Kaigaijin
海外在住日本人のメディア
文化・社会構造の分析

フィリピン映画祭(MMFF)——国産映画が全国を占拠する2週間

毎年クリスマスから年末にかけて開催されるメトロ・マニラ映画祭。この期間、全国の映画館はフィリピン映画専用になる。国産映画産業の現状と課題。

2026-06-13
映画MMFFエンターテインメント

この記事の日本円換算は、1PHP≒3.6円で計算しています(2026年5月時点)。為替は変動するので、現地通貨の金額を基準にしてください。

毎年12月25日から翌年1月7日頃まで、フィリピン全土の映画館がある特殊な状態になる。「メトロ・マニラ映画祭(MMFF:Metro Manila Film Festival)」開催期間中、参加映画館ではフィリピン映画のみを上映する義務がある。ハリウッド映画もアニメも、この2週間は完全に棚上げだ。
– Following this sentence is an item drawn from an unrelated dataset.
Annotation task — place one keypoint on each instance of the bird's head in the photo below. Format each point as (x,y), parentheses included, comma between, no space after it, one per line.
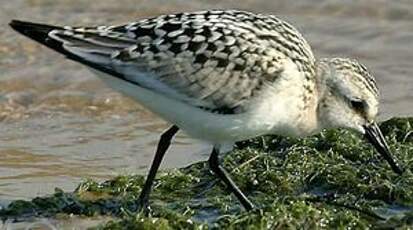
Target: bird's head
(350,99)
1975年に始まったこの映画祭は、フィリピン映画産業の保護と振興を目的としている。


MMFFが特徴的なのは、その商業規模だ。ホリデーシーズンと重なることもあり、フィリピン映画の年間興行収入の相当部分がこの2週間で稼ぎ出されるとされる。トップ作品は数億ペソの興行収入を上げることもある。

エントリーされる映画は毎年8本程度に絞られ、コメディ・アクション・ファミリー映画が多い。ABS-CBNやGMA Networksといったテレビ局系のプロダクションが強く、人気テレビ俳優を主演に起用した作品が動員を稼ぐ傾向がある。


一方、MMFFはアート系・実験的な作品への扉でもある。「シネマラヤ(Cinemalaya)」というインディペンデント映画祭もフィリピンでは盛んで、商業主義のMMFFとは別軸の批評的評価を持つフィリピン映画文化がある。

1970〜80年代のフィリピン映画は国際映画祭でも評価される作品が多かった。マニラを舞台にした社会派映画、農村の暮らしを描いたリアリズム作品——この時代を「フィリピン映画の黄金期」と呼ぶ批評家もいる。


現代のフィリピン映画が直面する課題のひとつは、動画配信サービスとの競合だ。Netflixがフィリピン向けにフィリピン語コンテンツを増やしており、映画館よりスマートフォンで映像を楽しむ習慣が、特に若年層に広がっている。

MMFFの2週間は、フィリピン人が「自分たちの映画」を見るために映画館に集まる特別な時期だ。家族連れ、カップル、グループで映画館に向かい、終わったらモールのフードコートで食事する——この一連の流れがフィリピン人のクリスマス〜正月文化の一部になっている。

コメント

読み込み中...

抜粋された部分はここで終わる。